Embora o clima de conspiração paire sobre o Kremlin, o círculo mais próximo (e cada vez mais reduzido) de Vladimir Putin continua a querer levar a cabo os seus planos para a Ucrânia. O Presidente russo planeia fazer referendos sobre uma possível adesão à Rússia nas duas autoproclamadas repúblicas de Donbass — Donetsk e Lugansk — e também em Kherson. Ainda não há uma previsão oficial para quando se realizará a votação, mas o jornal russo Meduza apurou que a data mais provável é a de 11 de setembro, ainda que essa possibilidade dependa da evolução da “operação militar”.
O Presidente russo não tem planos apenas para a Ucrânia. De acordo com o mesmo jornal, a Rússia também estará atenta ao referendo na região separatista da Geórgia, a Ossétia do Sul, para a integração na Federação Russa, marcado para 17 de julho.
Há ainda uma hipótese de outro referendo que poderá aumentar a tensão na Europa — a integração da Bielorrússia na Federação Russa. Ao que o Meduza conseguiu apurar, o Presidente bielorrusso, Alexander Lukashenko, estará a tentar evitar que tal cenário aconteça, preferindo manter a independência do país.
Poderá Donbass ser um balão de oxigénio para Putin?
No início de abril, as tropas russas retiraram-se da zona norte da Ucrânia — abdicando de uma tentativa de controlo da capital Kiev, depois de serem repelidos pela resistência adversária — e focaram-se na conquista de Donbass, a região mais a leste na Ucrânia. Mas o conflito não dá sinais de poder terminar em breve. Ainda esta terça-feira, o porta-voz do Ministério da Defesa ucraniano, Oleksandr Motuzyanyk, reconheceu que a invasão russa “está na sua fase mais ativa”.

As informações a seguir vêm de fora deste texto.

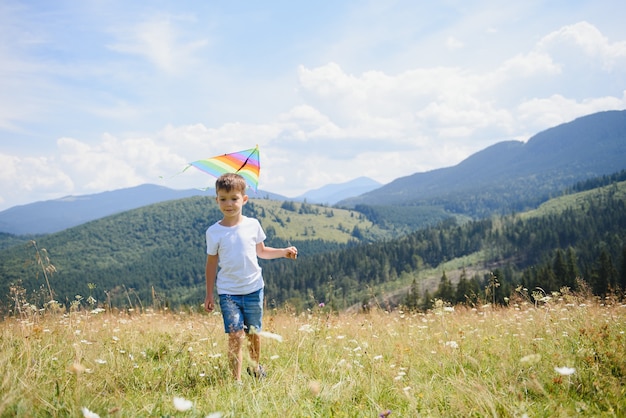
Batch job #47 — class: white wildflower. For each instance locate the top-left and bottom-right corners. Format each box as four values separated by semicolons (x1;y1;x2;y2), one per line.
298;324;315;332
82;406;100;418
174;396;193;412
519;354;541;366
554;367;576;376
257;331;283;343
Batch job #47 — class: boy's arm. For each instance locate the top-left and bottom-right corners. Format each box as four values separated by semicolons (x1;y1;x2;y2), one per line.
256;242;298;260
204;254;218;312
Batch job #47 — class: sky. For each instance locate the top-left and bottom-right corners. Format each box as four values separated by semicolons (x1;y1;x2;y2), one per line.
0;0;626;211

Também o Presidente ucraniano, Volodymyr Zelensky, avisou, no seu discurso ao país de segunda-feira, que que as próximas semanas do conflitos serão “difíceis”. “Devemos estar conscientes disso”, alertou, garantindo que a Ucrânia não tem outra alternativa “a não ser lutar”.
Três meses depois, a leste nada de novo. “Guerra de desgaste” no Donbass será longa e sangrenta
O próprio ministro dos Negócios Estrangeiros ucraniano, Dmytro Kuleba, considera que a ofensiva em Donbass é uma “batalha cruel”, a “maior em solo europeu desde a II Guerra Mundial”.
Too early to conclude that Ukraine already has all the arms it needs. Russian offensive in the Donbas is a ruthless battle, the largest one on European soil since WWII. I urge partners to speed up deliveries of weapons and ammunition, especially MLRS, long-range artillery, APCs.
— Dmytro Kuleba (@DmytroKuleba) May 24, 2022
Apesar de a ofensiva estar em andamento na região de Donbass, um responsável da Casa Branca previu que será uma “guerra muito lenta e feia, na qual as linhas da frente não se irão mover durante semanas”. No entanto, se se provar a vitória russa nesta região, é provável que Vladimir Putin possa ter um argumento para silenciar os críticos internos — pelo menos temporariamente.